BGH, Urteil vom 17.12.2010 V ZR 44/10

Oberlandesgerichts Brandenburg, Az. 5 U 12/09

Landgericht Potsdam Az. 1 O 175/08

Klägerin ist die öffentlich-rechtliche Stiftung Preußische Schlösser und Gärten Berlin-Brandenburg. Sie verwaltet über 150 historische Bauten und rund 800 Hektar Gartenanlagen in Berlin und Brandenburg, darunter auch Sanssouci, Cecilienhof, Park und Schloss Rheinsberg, Schloss Charlottenburg, Jagdschloss Grunewald sowie die Pfaueninsel.

Die Beklagte betreibt als Diensteanbieter eine Internetplattform, auf der gewerblich und frei berufliche Fotografen Fotos zum entgeltlichen Herunterladen ins Internet stellen können. Auf der Internetplattform bietet sie ca. 4 Millionen Bilder an, darunter auch Bilder von durch die Klägerin verwalteten Kulturgütern.

Die Klägerin verlangte von der Beklagten es zu unterlassen, Fotos der von ihr verwalteten Kulturgüter auf dem Bildportal bereitzustellen, soweit diese nicht von öffentlich zugänglichen Plätzen außerhalb der verwalteten Anlage oder zu privaten Zwecken angefertigt wurden. Des Weiteren begehrte sie Auskunft über die Anzahl der Fotografien und die damit erzielten Einnahmen sowie die Feststellung, dass die Beklagte für bereits entstandenen und zukünftig noch entstehenden Schäden schadensersatzpflichtig sei.

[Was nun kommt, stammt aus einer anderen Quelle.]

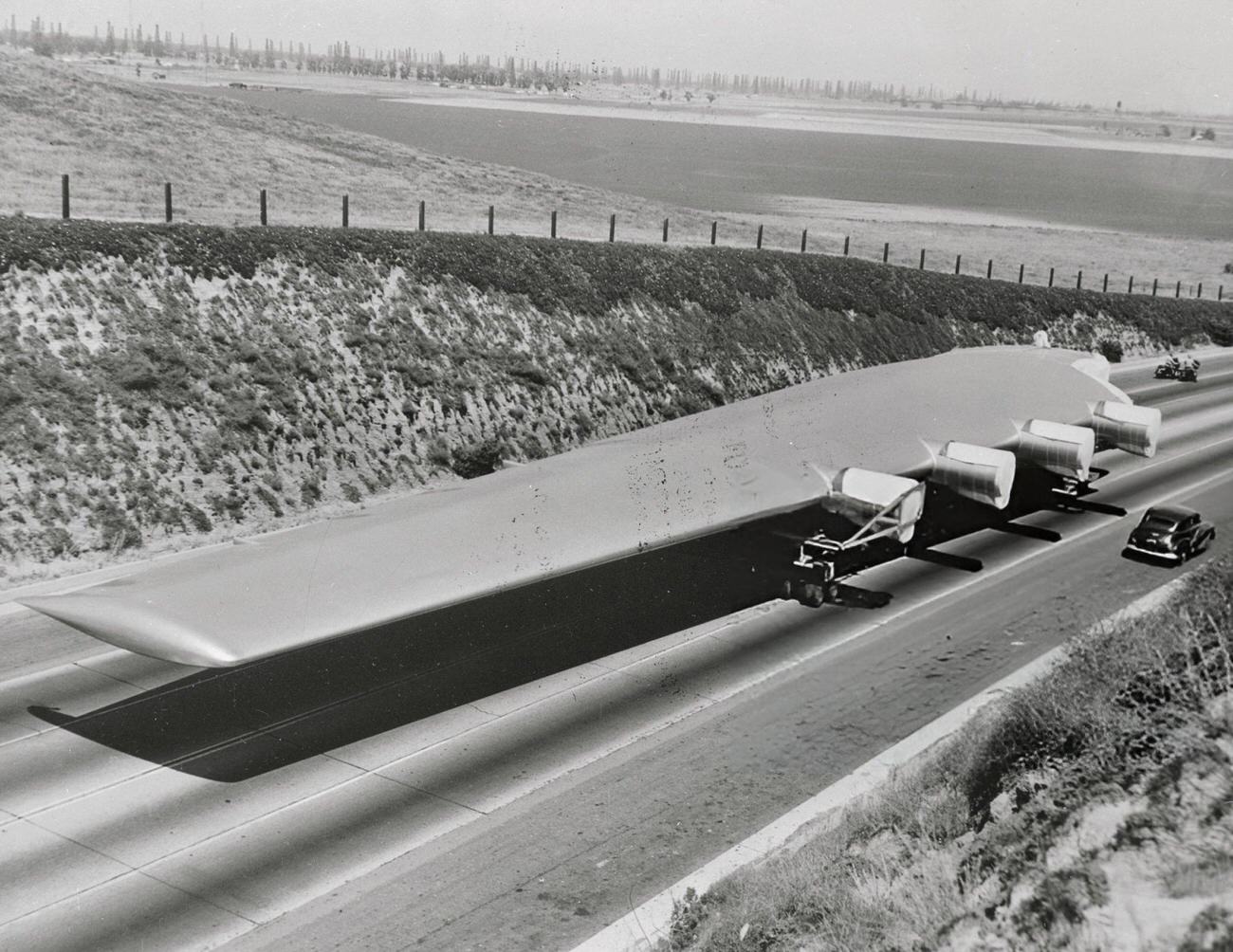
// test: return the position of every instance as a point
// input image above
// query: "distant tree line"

Das Landgericht Potsdam (Az. 1 O 175/08) hatte der Klage stattgegeben. Auf die Berufung der Beklagten änderte die nächste Instanz (Oberlandesgerichts Brandenburg, Az. 5 U 12/09) das Urteil ab und wies die Klage zurück. Hierauf legte die Klägerin das Rechtsmittel der Revision ein, mit dem Ziel, dass das Urteil des Oberlandesgerichts Brandenburg aufgehoben und die Entscheidung des Landgerichts Potsdam wiederhergestellt wird.

Der Bundesgerichtshof wies die Revision der Klägerin zurück.

Der Klägerin stehe kein Unterlassungsanspruch gemäß §§ 903, 1004 BGB gegen die Beklagte zu.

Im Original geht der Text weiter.